US, WASHINGTON (ORDO NEWS) — Saudi Arabia is trying to find customers for the purchase of its additional oil as part of the price war in the oil market, as demand has risen sharply amid an outbreak of coronavirus and freight rates, reports Reuters.
It is noted that the combination of these factors undermined the desire of the kingdom, which is considered the leader of OPEC, to seize market share by expanding oil production.
Sources said Royal Dutch Shell and US refineries reduced their consumption of Saudi oil, Finnish Neste did not buy kingdom oil in April, and Indian refineries tried to delay supplies. Polish refiners are also cutting purchases, they added.
Unipec, a trading group in Sinopec, Asia’s largest oil refinery in China, also decided not to buy more Saudi oil in April after raising freight rates, sources said.
The world’s largest oil exporter plans to dramatically increase exports after the collapse of this month’s three-year supply cut agreement between the Organization of Petroleum Exporting Countries (OPEC) and other producers, including Russia (OPEC +).
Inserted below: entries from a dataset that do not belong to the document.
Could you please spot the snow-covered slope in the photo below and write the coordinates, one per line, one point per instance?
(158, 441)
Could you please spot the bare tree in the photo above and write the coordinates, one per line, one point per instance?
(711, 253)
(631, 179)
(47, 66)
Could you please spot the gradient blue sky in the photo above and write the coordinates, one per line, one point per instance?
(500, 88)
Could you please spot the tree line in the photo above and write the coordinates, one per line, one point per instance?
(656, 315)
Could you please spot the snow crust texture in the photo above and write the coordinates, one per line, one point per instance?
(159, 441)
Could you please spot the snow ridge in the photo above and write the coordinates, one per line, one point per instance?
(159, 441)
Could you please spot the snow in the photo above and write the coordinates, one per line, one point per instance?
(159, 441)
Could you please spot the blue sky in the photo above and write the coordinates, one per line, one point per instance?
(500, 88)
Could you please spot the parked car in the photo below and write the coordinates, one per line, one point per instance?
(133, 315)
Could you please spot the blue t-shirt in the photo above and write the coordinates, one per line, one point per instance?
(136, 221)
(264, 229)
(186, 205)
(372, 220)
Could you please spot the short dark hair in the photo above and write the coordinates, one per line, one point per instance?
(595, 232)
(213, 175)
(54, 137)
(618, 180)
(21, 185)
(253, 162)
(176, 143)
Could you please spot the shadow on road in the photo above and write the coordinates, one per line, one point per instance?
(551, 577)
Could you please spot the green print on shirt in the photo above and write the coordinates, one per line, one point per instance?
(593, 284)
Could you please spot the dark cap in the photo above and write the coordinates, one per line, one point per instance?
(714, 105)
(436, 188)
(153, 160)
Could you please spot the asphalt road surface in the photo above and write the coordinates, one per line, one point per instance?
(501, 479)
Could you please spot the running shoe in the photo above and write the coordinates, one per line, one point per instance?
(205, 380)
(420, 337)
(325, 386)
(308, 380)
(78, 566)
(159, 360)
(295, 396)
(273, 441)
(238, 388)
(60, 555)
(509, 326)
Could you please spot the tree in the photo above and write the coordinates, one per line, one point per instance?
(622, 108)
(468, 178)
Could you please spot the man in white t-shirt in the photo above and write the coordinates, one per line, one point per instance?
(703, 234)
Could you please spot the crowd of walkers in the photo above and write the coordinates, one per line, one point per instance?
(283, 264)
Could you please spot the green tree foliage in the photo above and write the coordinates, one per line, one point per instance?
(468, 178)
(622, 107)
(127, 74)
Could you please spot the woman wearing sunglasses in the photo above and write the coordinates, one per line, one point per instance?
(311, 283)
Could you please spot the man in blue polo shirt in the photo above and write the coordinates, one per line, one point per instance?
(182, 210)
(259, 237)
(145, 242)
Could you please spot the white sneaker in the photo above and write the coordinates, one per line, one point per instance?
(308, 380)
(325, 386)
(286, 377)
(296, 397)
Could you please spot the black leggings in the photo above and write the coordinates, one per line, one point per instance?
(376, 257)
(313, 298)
But given the fact that demand is also falling due to global measures to curb the outbreak of coronavirus, oil companies are slowing down the pace of refining at refineries and are in no hurry to buy additional volumes from Saudi Arabia, sources said.
World oil demand is expected to fall by 20% in the coming months, Fatih Birol, head of the International Energy Agency (IEA), said earlier.
Along with the consequences of coronavirus, sources said the increase in transportation costs also affects the market situation.
Saudi Arabia stated that it could not provide freight discounts on goods in accordance with the terms of the contract due to a jump in rates for the use of tankers.